Well I'm certainly not arguing that it's not important to describe good
practices for cryptographic protocols, but: it seems to me that this RFC
did precisely what your document recommends in S 5.

- It specified the interop requirements (none)
- It provided the security and privacy analysis (they must be unique and
it's bad if they're not)
- It recommended an algorithm (the sequence number)
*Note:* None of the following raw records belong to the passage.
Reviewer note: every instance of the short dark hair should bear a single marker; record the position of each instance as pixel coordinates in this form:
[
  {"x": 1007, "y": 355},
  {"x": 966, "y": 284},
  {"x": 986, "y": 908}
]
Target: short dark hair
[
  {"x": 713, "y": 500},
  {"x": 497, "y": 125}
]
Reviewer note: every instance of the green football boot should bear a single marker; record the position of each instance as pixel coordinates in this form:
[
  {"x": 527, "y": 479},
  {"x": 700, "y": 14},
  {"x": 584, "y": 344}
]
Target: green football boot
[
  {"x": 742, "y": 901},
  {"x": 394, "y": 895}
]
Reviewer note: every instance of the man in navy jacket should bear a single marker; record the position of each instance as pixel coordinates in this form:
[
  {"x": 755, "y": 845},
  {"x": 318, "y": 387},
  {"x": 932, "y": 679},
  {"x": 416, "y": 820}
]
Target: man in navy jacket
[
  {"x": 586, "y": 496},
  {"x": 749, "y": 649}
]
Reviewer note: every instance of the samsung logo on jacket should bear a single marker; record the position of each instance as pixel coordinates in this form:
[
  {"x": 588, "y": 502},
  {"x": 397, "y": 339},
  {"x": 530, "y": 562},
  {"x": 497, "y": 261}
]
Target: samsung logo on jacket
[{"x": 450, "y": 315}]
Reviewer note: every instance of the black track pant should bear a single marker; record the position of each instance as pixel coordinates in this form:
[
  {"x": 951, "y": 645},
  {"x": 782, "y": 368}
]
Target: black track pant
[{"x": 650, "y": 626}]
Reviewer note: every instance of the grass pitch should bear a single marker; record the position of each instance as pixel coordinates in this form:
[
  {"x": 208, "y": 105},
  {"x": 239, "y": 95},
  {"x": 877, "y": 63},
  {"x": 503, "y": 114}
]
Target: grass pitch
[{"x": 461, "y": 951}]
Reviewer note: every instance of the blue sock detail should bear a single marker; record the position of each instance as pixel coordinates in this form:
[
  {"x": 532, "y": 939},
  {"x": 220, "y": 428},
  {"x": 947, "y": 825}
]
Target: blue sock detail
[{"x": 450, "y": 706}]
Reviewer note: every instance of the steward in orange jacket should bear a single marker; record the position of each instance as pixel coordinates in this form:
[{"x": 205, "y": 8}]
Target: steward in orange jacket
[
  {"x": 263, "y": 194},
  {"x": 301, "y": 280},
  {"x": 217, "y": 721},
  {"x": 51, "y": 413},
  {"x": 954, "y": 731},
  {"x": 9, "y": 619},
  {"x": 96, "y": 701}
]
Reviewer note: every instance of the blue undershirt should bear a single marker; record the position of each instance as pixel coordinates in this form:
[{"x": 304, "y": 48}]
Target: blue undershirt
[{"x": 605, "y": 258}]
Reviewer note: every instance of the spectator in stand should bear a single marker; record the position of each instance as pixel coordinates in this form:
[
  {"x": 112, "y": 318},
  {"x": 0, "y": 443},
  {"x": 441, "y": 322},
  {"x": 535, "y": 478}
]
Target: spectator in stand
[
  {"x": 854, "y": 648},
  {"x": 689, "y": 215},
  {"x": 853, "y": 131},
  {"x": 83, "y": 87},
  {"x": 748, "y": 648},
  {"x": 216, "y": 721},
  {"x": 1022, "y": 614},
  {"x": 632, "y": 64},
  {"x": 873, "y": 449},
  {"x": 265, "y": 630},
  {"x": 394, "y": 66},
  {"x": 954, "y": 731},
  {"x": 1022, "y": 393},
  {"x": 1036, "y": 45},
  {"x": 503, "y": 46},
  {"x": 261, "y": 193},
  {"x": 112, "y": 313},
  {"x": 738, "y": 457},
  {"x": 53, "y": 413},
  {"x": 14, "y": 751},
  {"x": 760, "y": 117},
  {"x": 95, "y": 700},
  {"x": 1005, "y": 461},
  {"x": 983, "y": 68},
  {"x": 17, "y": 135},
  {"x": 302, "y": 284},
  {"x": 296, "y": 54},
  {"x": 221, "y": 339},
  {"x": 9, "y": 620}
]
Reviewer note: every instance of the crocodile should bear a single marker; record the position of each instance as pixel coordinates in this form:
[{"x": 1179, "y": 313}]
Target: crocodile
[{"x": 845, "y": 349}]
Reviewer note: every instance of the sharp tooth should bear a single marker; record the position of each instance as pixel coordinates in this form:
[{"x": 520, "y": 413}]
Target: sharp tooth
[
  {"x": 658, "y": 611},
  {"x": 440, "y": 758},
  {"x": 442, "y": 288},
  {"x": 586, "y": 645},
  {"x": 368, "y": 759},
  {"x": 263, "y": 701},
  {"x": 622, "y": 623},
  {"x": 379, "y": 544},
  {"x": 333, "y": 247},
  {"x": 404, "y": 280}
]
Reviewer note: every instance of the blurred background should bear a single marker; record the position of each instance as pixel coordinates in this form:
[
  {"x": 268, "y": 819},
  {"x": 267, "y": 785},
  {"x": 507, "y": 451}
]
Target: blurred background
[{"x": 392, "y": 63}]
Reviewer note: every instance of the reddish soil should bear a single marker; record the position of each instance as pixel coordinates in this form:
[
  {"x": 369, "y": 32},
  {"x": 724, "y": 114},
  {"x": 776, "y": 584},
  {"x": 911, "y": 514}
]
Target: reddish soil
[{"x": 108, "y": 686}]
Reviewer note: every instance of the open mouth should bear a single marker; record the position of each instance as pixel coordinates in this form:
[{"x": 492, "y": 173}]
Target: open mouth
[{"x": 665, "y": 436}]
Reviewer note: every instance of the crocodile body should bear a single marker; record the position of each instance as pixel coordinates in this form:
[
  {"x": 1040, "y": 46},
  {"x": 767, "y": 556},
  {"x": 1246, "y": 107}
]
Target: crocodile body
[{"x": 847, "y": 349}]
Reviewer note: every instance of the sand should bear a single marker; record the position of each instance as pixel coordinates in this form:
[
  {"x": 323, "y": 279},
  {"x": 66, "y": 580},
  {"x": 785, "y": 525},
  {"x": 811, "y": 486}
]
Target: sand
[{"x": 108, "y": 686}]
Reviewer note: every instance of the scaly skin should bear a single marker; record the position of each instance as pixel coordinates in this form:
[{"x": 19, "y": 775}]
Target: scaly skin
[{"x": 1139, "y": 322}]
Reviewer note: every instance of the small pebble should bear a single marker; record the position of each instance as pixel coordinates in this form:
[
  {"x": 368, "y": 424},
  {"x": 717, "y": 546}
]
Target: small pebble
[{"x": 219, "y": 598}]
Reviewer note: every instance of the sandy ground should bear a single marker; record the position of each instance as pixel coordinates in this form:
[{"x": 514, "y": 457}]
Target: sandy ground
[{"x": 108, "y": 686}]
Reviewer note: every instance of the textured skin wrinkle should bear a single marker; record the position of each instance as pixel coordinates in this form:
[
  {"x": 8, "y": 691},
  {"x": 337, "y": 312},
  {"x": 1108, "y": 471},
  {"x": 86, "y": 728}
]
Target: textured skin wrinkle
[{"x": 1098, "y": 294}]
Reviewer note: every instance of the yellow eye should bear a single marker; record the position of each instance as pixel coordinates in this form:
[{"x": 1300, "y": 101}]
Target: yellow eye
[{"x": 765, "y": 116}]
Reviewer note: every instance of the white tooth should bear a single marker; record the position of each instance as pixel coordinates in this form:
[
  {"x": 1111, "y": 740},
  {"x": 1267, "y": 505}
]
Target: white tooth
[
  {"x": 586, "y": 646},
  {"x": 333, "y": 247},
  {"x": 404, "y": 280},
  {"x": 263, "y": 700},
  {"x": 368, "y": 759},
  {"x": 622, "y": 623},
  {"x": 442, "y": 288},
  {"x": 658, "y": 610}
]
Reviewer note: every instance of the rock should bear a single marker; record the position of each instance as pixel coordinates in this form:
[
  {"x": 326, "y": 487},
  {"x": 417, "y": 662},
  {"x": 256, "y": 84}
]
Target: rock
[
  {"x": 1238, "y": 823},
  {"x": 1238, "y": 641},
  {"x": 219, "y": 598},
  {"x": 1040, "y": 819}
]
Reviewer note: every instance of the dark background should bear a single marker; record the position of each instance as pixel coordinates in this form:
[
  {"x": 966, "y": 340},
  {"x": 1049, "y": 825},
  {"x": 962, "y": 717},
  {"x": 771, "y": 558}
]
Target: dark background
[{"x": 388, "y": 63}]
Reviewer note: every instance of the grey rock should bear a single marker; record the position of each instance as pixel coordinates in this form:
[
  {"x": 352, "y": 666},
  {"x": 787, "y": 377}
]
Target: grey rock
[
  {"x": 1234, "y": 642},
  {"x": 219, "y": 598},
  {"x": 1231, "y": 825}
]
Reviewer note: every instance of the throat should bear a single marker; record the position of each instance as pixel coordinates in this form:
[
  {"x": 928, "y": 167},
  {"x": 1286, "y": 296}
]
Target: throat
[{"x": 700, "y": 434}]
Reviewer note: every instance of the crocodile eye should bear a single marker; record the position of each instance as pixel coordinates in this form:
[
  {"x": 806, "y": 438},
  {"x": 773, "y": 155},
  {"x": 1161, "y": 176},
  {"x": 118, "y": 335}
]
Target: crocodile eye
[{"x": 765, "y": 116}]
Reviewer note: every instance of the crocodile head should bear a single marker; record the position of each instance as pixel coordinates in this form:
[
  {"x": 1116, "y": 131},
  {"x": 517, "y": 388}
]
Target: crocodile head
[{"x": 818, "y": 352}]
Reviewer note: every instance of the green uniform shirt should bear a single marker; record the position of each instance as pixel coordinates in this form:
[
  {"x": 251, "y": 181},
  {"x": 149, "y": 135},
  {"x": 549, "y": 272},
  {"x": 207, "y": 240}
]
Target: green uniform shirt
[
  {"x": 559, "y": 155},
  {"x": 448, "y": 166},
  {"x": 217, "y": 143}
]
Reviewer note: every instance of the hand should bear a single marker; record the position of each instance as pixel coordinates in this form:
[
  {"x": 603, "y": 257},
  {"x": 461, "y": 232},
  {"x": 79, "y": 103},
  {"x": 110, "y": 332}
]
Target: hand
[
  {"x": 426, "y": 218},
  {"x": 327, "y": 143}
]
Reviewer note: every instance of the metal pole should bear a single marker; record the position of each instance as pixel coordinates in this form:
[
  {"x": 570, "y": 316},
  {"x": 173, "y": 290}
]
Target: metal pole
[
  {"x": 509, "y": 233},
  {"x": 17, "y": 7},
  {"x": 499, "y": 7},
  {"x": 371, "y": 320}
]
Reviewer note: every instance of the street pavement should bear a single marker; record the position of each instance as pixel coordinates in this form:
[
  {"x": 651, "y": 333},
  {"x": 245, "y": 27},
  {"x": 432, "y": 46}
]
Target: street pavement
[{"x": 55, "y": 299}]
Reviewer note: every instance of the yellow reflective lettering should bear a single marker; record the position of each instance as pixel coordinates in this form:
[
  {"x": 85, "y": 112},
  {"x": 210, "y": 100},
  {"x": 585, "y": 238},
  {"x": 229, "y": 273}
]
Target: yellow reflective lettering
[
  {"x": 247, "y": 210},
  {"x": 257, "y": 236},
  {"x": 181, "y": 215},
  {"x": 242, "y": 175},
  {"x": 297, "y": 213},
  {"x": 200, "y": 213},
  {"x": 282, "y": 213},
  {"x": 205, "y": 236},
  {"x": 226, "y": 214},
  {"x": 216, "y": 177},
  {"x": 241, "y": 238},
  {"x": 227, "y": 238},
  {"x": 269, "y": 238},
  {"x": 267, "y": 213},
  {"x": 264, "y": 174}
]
I would note that the eventual outcome in this case in TLS 1.3 was to
remove the explicit nonce entirely and to replace it with a value generated
from the sequence number.


>
> >> I'm not saying that cryptographic protocols don't need to take care in
> >> identifer selection, but the guidance in this document does not seem
> >> very helpful in that respect.
>
> I'd like to dig deeper into that feedback. In which way do you think it
> does not seem helpful. What would you expect it to say to be helpful?
>

See above for a specific example.


Baring a more detailed proposal I propose to include text that
> explicitly calls out that in cases where protocols require cryptographic
> algorithms to provide confidentiality and integrity (ie. authenticated
> encryption) of the transient identifier fields some of the inherent
> weaknesses in transient ID generation may be mitigated.
>
> Does that sound like a sensible caveat?
>

Not really, no. I believe substantial rework is needed to address the role
that identifiers work in cryptographic protocols.